What can we learn from this story?
Palm Sunday is not about Predictability but Uncertainty. In most cases, society wants us to believe that to be successful we need to learn how to establish predictability through an aggressive, individualistic, survival mode of life on this land. But - relationship is a fundamental Uncertainty. People are Uncertainty. So in the pro-survival model, the need to build strong relationships often goes missing. Even the Bible tries to strengthen Predictability in today’s story. Is there anybody who highlighted this in blue? “As it is written: Do not be afraid, daughter of Zion. Look, your king is coming, sitting on a donkey’s colt.” Let us ask, if there had been no mention of the donkey in the earlier literature of Jewish history, would it make the Uncertainty of Jesus’ finding the young donkey less legitimate? Would it be less true if it has not been predicted? Like “If it is not written in the Bible?” 
The written prophecy in the earlier literature doesn’t make Jesus’ new norm of Uncertainty more or less true than what it is. It is Jesus’ own creative variance - finding a donkey and sitting on it. Faith is a beautiful and humble companion when we journey through and between Predictability and Uncertainty in our lives.

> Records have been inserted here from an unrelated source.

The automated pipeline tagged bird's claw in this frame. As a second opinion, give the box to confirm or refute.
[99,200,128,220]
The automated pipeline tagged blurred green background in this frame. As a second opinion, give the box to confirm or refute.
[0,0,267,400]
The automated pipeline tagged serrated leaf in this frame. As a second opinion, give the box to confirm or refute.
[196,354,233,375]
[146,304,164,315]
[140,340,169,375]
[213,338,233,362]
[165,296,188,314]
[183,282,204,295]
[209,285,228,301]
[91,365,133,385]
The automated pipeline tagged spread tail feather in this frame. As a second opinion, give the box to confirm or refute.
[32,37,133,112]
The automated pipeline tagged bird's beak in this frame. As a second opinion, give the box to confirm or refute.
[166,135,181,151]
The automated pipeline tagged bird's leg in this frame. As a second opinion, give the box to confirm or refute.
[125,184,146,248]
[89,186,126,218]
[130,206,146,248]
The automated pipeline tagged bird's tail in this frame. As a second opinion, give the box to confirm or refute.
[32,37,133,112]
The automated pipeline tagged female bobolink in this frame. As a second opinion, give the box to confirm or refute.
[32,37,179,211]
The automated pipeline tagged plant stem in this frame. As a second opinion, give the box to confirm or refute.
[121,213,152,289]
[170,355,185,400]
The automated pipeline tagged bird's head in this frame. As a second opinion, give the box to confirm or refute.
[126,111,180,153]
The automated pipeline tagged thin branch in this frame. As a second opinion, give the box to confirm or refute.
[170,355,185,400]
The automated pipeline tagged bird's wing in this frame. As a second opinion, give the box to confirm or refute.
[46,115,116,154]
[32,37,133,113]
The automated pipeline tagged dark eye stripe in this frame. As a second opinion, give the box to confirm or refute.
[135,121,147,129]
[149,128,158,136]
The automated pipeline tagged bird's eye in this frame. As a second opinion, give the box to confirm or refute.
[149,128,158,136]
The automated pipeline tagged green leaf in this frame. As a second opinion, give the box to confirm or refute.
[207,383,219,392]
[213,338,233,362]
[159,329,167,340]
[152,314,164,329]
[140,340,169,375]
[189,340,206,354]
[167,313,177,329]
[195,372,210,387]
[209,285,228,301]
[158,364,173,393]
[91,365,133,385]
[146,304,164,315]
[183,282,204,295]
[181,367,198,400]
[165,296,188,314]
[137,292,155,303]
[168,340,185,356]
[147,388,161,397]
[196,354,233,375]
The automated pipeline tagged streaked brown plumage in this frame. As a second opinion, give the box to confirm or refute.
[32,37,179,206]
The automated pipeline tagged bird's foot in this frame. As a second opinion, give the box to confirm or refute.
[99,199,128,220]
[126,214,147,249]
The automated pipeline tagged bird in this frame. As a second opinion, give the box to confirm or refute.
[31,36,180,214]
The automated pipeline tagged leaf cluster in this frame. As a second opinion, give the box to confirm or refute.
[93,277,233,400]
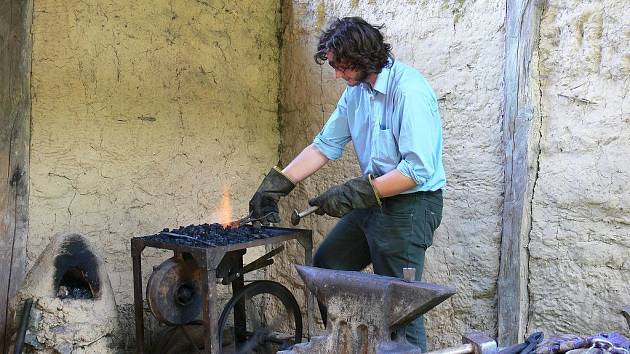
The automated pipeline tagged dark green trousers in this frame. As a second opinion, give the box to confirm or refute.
[313,190,442,351]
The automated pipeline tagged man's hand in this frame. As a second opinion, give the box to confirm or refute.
[249,167,295,224]
[308,175,381,218]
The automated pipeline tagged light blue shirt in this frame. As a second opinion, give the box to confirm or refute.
[313,61,446,193]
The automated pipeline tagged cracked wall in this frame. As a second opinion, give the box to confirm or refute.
[272,0,505,348]
[527,0,630,335]
[27,0,280,348]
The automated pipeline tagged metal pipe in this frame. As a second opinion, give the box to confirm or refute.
[14,298,33,354]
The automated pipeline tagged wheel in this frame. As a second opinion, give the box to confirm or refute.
[218,280,302,354]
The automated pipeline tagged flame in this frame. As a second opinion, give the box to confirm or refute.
[214,186,234,227]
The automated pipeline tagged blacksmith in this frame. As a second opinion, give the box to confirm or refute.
[250,17,445,351]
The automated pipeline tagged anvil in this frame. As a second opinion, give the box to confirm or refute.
[281,265,455,354]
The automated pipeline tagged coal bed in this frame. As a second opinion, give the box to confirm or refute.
[144,224,292,247]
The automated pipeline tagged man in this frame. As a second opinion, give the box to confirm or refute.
[250,17,445,351]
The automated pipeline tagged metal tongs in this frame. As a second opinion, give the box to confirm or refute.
[227,213,271,228]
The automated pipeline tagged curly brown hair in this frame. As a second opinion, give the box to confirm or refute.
[313,17,393,74]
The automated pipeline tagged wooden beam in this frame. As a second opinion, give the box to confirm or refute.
[497,0,542,346]
[0,0,32,353]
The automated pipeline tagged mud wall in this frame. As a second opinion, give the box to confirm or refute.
[528,0,630,335]
[27,0,280,348]
[274,0,505,348]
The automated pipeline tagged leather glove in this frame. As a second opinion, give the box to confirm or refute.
[249,167,295,223]
[308,175,381,218]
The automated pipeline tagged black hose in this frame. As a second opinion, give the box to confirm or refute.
[14,298,33,354]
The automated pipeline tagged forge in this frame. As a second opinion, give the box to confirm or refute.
[18,234,119,354]
[131,224,313,354]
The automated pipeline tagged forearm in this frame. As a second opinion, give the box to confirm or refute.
[282,144,328,183]
[372,169,416,198]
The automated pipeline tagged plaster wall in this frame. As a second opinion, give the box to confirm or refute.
[27,0,280,346]
[272,0,505,348]
[528,0,630,335]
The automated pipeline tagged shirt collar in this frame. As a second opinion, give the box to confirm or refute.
[374,58,394,95]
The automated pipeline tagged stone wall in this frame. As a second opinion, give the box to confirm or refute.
[274,0,505,348]
[27,0,280,348]
[528,0,630,334]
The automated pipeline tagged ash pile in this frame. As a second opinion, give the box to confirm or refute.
[150,223,291,247]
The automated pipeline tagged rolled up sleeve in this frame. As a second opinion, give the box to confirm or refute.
[313,90,351,160]
[396,92,442,186]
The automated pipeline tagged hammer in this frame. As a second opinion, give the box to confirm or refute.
[291,206,319,226]
[426,332,498,354]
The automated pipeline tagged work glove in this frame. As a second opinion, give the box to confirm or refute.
[308,175,381,218]
[249,167,295,224]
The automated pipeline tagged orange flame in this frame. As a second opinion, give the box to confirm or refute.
[214,186,234,227]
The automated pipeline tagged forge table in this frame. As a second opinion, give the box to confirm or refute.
[131,227,313,354]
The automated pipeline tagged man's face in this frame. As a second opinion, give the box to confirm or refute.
[326,52,367,86]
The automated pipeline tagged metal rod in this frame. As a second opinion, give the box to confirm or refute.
[14,298,33,354]
[425,343,475,354]
[291,205,319,226]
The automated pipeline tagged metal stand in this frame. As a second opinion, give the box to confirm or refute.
[131,227,313,354]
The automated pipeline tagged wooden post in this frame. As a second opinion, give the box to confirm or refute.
[497,0,542,346]
[0,0,33,353]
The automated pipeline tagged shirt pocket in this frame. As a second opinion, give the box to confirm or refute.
[371,126,400,175]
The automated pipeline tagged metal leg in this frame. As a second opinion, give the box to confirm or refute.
[201,250,225,354]
[297,231,315,341]
[131,239,144,354]
[232,254,247,345]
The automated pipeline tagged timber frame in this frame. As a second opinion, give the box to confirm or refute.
[497,0,543,346]
[0,0,33,353]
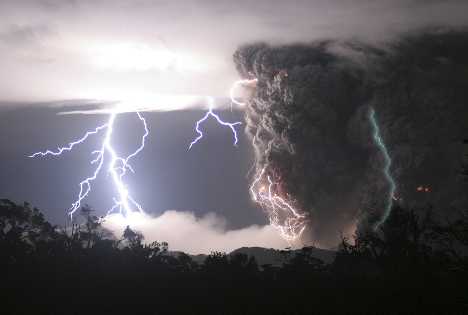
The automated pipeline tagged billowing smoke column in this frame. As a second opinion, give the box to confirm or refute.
[234,30,468,246]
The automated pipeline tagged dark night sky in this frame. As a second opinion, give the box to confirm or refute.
[0,0,468,250]
[0,103,266,228]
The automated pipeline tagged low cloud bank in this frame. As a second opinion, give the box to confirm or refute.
[103,210,289,254]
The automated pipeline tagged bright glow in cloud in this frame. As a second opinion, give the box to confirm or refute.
[103,210,289,254]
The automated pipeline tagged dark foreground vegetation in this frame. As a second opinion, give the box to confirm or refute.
[0,200,468,314]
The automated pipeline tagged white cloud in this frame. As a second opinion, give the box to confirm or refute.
[103,210,289,254]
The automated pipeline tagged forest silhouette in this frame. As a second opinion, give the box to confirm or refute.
[0,199,468,314]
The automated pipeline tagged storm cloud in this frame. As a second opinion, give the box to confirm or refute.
[234,29,468,246]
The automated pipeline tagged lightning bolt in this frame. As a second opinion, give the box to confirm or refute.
[29,110,149,219]
[250,148,307,242]
[189,97,242,150]
[369,108,396,230]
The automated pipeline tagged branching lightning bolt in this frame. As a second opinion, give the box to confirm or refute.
[250,166,306,242]
[189,97,242,150]
[369,108,396,230]
[29,111,149,219]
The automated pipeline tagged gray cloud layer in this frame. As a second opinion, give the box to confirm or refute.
[0,0,468,101]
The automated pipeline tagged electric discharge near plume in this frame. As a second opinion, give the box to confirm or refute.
[369,108,396,230]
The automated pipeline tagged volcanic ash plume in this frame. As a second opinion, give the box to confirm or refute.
[234,30,468,246]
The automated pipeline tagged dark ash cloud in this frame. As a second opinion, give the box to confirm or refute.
[234,29,468,246]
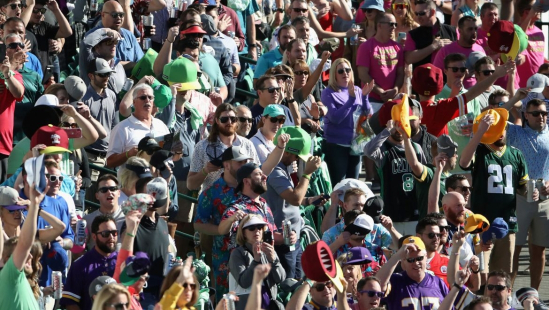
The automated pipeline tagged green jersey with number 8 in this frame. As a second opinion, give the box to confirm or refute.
[462,144,528,232]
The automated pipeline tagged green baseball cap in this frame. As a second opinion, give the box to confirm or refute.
[263,104,284,117]
[132,48,158,80]
[274,126,312,161]
[168,57,200,91]
[151,79,173,109]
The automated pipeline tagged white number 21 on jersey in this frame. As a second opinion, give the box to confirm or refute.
[488,164,515,195]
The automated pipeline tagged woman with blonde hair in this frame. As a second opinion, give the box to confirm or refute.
[229,214,286,310]
[92,283,131,310]
[322,58,374,184]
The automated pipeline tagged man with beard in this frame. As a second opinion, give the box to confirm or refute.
[0,183,45,310]
[459,108,538,273]
[60,214,118,310]
[104,83,170,168]
[376,237,449,310]
[254,25,296,80]
[507,99,549,290]
[433,16,486,89]
[364,118,427,235]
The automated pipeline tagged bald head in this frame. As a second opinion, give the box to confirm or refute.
[101,1,123,31]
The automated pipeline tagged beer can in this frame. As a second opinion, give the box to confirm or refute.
[74,219,87,246]
[526,180,536,202]
[164,252,175,276]
[51,271,63,299]
[223,293,236,310]
[536,179,547,200]
[122,79,133,92]
[282,221,292,245]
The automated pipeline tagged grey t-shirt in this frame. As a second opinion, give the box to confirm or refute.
[263,163,305,236]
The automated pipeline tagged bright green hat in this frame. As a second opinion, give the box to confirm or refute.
[167,57,200,91]
[274,126,312,161]
[132,48,158,80]
[151,79,173,109]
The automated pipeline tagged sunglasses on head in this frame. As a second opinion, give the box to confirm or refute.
[61,122,78,128]
[266,116,286,125]
[246,224,265,231]
[448,67,467,73]
[107,12,126,19]
[182,283,196,290]
[315,281,334,292]
[427,233,442,239]
[46,174,63,182]
[6,42,25,50]
[486,284,507,292]
[526,111,547,117]
[359,290,385,298]
[260,87,280,94]
[31,7,48,14]
[107,302,130,310]
[137,95,154,101]
[238,116,254,124]
[97,186,118,194]
[393,3,408,11]
[219,116,236,124]
[406,256,425,264]
[95,72,112,78]
[95,230,118,238]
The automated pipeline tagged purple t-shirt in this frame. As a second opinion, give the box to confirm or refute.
[384,272,449,310]
[61,247,118,310]
[433,41,486,89]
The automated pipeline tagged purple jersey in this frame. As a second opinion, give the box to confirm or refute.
[385,272,448,310]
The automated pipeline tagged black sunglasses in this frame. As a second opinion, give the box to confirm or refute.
[447,67,467,73]
[97,186,118,194]
[61,122,78,128]
[427,233,442,239]
[31,7,48,15]
[95,72,112,78]
[238,116,254,124]
[46,174,63,182]
[107,12,126,18]
[526,111,547,117]
[359,290,385,298]
[95,230,118,238]
[315,281,334,292]
[107,302,130,310]
[137,95,154,101]
[486,284,507,292]
[266,116,286,125]
[219,116,236,124]
[6,42,25,50]
[260,87,280,94]
[406,256,425,264]
[246,224,265,231]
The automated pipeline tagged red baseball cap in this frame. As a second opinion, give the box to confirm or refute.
[487,20,515,54]
[31,125,71,154]
[412,63,444,96]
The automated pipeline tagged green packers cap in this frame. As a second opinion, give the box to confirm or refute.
[132,48,158,80]
[168,57,200,91]
[151,79,173,109]
[263,104,284,117]
[274,126,312,161]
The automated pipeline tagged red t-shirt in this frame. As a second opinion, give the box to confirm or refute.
[0,71,24,155]
[427,252,450,287]
[421,94,467,137]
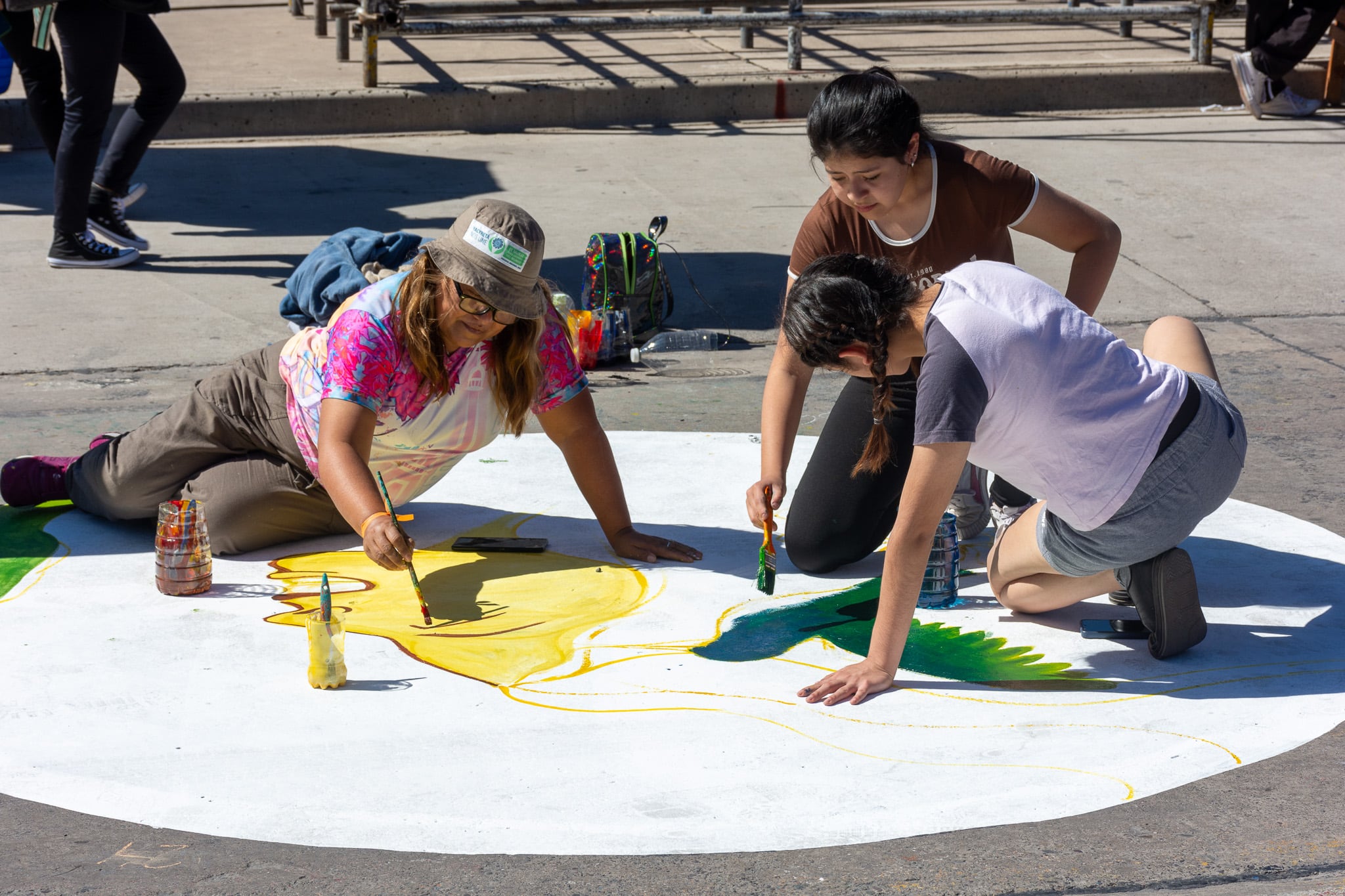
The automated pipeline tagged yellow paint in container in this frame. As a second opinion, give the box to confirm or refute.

Important spiritual growth happens when we let loose the reins of faith, adopt a “growth mindset” through Uncertainty, and run free on the road of Creativity. 

On this Palm Sunday, 2018, I hope you see the palm leaf in your hand as a reminder of the alternate, gentle kind of Uncertainty Jesus invited us to embrace to create and recreate beautiful variances of justice, peace, and compassion. May our faith, as the spiritual dynamic intelligence, be the reins for navigating Uncertainty through love, in our lives. Find your donkey.